Nos pegamos, obviamente, una fiesta a la altura de la copiosa vida caribeña que nos aguardaba, invirtiendo buena parte de la cantidad del sobre en servir convenientemente a nuestra masculinidad (cortesía de Mareira y sus señoritas) y en acostumbrar a nuestro paladar al regusto de nuestra futura condición social (descubriendo que el marisco del mesón Txistu sabía bastante raro). Ya al bajar del avión nos encontramos con Miguel, liliputiense con patillas de metro y medio que debía ponernos en contacto con Gica. Nos hizo subir a un taxi y nos comentó:
- El señor Munteanu trata muy bien a sus amigos, ¿verdad que sí? Me habló fantásticamente de ustedes. De usted me dijo que es una persona seria, con determinación, y de Don Alex aseguró que es un tipo muy avispado; un auténtico visionario.
El codazo de mi compañero era inevitable: habían inflamado su orgullo.

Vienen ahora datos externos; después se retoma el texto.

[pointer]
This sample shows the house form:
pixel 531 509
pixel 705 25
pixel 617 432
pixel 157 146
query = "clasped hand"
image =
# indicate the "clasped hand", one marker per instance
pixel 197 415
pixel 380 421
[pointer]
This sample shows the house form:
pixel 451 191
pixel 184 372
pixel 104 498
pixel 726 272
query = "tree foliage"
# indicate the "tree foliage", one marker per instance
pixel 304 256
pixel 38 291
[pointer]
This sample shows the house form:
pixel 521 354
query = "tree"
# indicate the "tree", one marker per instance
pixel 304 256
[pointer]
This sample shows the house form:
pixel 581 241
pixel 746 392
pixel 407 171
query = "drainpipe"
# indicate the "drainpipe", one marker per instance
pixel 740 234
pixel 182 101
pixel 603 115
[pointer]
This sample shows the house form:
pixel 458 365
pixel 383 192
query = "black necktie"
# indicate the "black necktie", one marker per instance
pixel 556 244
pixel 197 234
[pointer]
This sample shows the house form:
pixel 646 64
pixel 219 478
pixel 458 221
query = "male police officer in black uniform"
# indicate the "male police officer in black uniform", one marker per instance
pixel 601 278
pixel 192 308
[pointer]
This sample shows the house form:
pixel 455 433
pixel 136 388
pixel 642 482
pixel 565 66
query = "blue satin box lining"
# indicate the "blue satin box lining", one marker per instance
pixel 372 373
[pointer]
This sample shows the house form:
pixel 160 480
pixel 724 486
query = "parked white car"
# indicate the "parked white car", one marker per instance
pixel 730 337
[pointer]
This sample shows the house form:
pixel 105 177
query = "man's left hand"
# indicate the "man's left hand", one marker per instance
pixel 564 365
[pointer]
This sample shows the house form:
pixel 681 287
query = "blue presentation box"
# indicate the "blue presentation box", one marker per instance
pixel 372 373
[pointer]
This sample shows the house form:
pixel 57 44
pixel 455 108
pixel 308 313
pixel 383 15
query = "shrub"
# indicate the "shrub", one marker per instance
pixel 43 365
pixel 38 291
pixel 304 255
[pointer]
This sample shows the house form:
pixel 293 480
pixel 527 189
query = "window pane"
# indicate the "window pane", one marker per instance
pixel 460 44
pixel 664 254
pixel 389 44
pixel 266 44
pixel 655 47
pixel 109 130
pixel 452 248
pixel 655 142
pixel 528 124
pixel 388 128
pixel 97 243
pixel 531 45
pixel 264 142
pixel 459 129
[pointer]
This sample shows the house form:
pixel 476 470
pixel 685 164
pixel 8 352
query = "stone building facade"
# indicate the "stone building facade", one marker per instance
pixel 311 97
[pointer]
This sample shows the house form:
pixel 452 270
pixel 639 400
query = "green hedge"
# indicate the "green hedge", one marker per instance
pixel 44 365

Se pasó buena parte del trayecto contemplándose en el espejo retrovisor.
El presunto escondite provisional de Gica era una cabaña cubierta con un tejado de hojas de palmera, a línea de playa pero bastante alejada de la ciudad. Miguel nos indicó que allí nos esperaba Gica, y se despidió para proseguir con su tarea de extorsionar a los vendedores de fruta. Nos plantamos en la entrada de la cabaña y, en medio del silencio que sólo rompían las serenas olas del mar, Alex respiró hondo.
- Prepárate para el momento más glorioso de tu vida, compi. Recuerda que no hay que precipitarse: síguele el rollo hasta que suelte la pasta.
Gica nos recibió en lo que parecía ser un despacho decorado con muebles de caoba y armaritos con vitrinas de cristal. Un enorme pez espada disecado coronaba la estancia, justo subre el sillón de felpa en el que el orgulloso rumano nos esperaba con una sonrisa rebosante de complicidad. "Oye, para estar aquí escondido se lo ha montado de puta madre", me susurró Alex.
- Ay, chicos... - Gica nos invitó a tomar asiento-. Agradezco ustedes vienen aquí desde tan lejos. Sé cuanto arriesgan con esto, pero yo pago bien por silencio. La vida está cara, ¿eh?
- La verdad es que nos ha costado decidirnos, pero creo que lo mejor era venir -afirmé.
- ¡Me alegra lo ves así! -exclamó Gica-. Vosotros dos no preocuparos: esto quedarse aquí, nadie saber nunca nada.
- ¡Confiamos plenamente en usted! - declaró Alex, con su particular dramatismo-. De ahora en adelante, cada vez que necesite usted un apaño, apareceremos al instante.
- No es que tengamos mucha experiencia en esto... -intervine, procurando apaciguar los ánimos de mi socio-. Pero podemos aprender con el tiempo...
- Nah, no seas modesto, hombre -pero a Alex no había quien le frenara ya-. Puede que al principio tengamos que ir poco a poco, agarrando el asunto con fuerza... pero después, iremos hasta el fondo.
Al principio no entendí por qué Gica recibía cada uno de nuestros desafortunados comentarios con una mueca semejante al placer orgásmico. Pero tuvimos muchas cosas de las que arrepentirnos cuando, toda vez quedamos en silencio, se levantó de la silla y comenzó a bajarse la bragueta.
- ¿Quién de los dos querer empezar? Vamos, no ser tímidos. Ustedes dos chicos listos.